InSilixa has developed a unique technology to create high-performance biosensor arrays using state-of-the-art CMOS (complementary metal-oxide-semiconductor) manufacturing processes. The devices based on this technology are generally referred to as CMOS biochips and can identify multiple targets including nucleic acids (DNA or RNA), peptides, or metabolites, in a massively parallel fashion (102 to 108 biosensors per biochip). CMOS biochips are highly integrated and include not only the molecular detection elements, but also all the analog sensor interface, data converter, and digital signal processing (DSP) components. This integration means that they do not require a bulky reader, scanner, delicate optics, or sophisticated microfluidics like conventional diagnostic instruments today. A CMOS biochip is truly a bio-analysis instrument-on-a-chip.

As shown in this figure, our solution includes a CMOS chip manufactured at a high volume semiconductor wafer fabrication facility before being uniquely packaged to accommodate fluidics, sample interfacing, and digital input/output (I/O).

InSilixa’s team has been developing this technology for more than a decade and has established partnerships with the largest silicon foundries and semiconductor packaging companies in the world. The outcome of all these efforts is a high-performance bio-analysis product applicable to many areas of genomics and proteomics with cost efficiency, manufacturing scalability, and the robustness that one expects generally of consumer electronics devices.

One of the unique attributes of InSilixa’s CMOS biochips is the diverse functionality of their biosensor “pixels”, which are basically the elements within the densely packed arrays.

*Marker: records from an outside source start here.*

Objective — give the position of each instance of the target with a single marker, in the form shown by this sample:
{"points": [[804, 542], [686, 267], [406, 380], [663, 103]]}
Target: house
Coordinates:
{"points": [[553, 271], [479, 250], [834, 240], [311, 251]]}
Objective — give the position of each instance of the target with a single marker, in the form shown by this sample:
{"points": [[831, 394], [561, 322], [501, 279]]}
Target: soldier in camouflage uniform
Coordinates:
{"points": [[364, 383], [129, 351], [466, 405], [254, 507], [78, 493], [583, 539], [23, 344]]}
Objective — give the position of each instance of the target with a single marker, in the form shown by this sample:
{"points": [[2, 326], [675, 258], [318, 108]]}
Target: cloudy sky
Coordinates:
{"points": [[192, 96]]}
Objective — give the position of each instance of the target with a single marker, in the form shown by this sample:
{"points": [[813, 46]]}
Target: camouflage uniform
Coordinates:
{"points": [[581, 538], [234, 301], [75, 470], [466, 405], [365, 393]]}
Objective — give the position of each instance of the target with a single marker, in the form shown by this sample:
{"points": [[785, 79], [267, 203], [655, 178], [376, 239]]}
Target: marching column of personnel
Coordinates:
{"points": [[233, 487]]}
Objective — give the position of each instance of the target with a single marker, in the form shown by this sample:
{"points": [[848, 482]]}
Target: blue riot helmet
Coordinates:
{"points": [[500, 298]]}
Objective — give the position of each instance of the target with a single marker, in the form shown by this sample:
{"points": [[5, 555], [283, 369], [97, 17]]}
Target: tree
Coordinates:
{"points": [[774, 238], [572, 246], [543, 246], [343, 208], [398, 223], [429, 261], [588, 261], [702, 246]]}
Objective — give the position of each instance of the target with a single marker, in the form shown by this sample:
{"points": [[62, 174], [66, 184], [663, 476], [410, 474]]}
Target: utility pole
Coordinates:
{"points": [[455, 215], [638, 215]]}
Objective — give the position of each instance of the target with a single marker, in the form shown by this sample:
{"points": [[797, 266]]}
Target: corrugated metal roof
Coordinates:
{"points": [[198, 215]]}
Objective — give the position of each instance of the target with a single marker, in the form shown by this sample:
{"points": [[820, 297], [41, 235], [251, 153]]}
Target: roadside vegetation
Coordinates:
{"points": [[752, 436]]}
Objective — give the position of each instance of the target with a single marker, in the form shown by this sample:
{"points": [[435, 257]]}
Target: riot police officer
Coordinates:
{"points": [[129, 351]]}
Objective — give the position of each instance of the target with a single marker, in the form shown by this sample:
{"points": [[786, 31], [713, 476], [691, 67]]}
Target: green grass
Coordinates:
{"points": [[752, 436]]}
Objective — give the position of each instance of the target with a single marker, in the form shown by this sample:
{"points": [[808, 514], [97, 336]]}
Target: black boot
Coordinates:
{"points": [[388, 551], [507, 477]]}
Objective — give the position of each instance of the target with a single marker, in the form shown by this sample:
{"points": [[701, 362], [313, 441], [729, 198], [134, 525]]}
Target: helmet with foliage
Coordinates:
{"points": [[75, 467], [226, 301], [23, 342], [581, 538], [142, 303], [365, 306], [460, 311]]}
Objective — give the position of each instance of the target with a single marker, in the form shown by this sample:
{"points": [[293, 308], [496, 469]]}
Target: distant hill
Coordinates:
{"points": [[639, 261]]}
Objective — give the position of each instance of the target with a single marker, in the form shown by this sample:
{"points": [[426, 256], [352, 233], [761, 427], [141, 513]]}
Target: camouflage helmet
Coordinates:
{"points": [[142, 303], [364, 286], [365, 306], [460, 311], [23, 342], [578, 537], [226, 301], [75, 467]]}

As exemplified in the figure here, the pixels include a molecular detection element (e.g., oligonucleotide probes in DNA hybridization arrays, or ion-selective SAMs in sequence-by-synthesis arrays) on the surface, a dedicated transducer element (e.g., photodiode, or an active electrode), and an electronic sensor interface circuitry. Moreover, elements of a temperature control system are also placed inside every pixel to accurately adjust the temperature of the array from room temperature to 100°C.

Depending on the biological application, InSilixa can easily tailor every feature of the individual pixels to meet the assay. More than 10 generations of CMOS biochips have been designed, manufactured, and successfully tested so far.


From a system integration point of view, it is straightforward to adopt CMOS biochips for most genomic and proteomic diagnostic applications as they can accommodate both flow-through and closed-tube assays within a huge temperature range. Typical examples are NextGen sequence-by-synthesis array or nucleic acid amplification testing (NAAT) assays. The integrated sensors and packages are also by design “PCR-compatible” and can perform fast temperature cycling without seal breakage or bubble formation.

Independent of the application or the assay procedure, the data from every pixel can be acquired in real time with a programmable rate between 0.01 Hz to 50 Hz. These datasets are acquired in parallel using a standard serial peripheral interface (SPI) protocol and are analyzed using InSilixa’s signal processing and sequence identification software packages.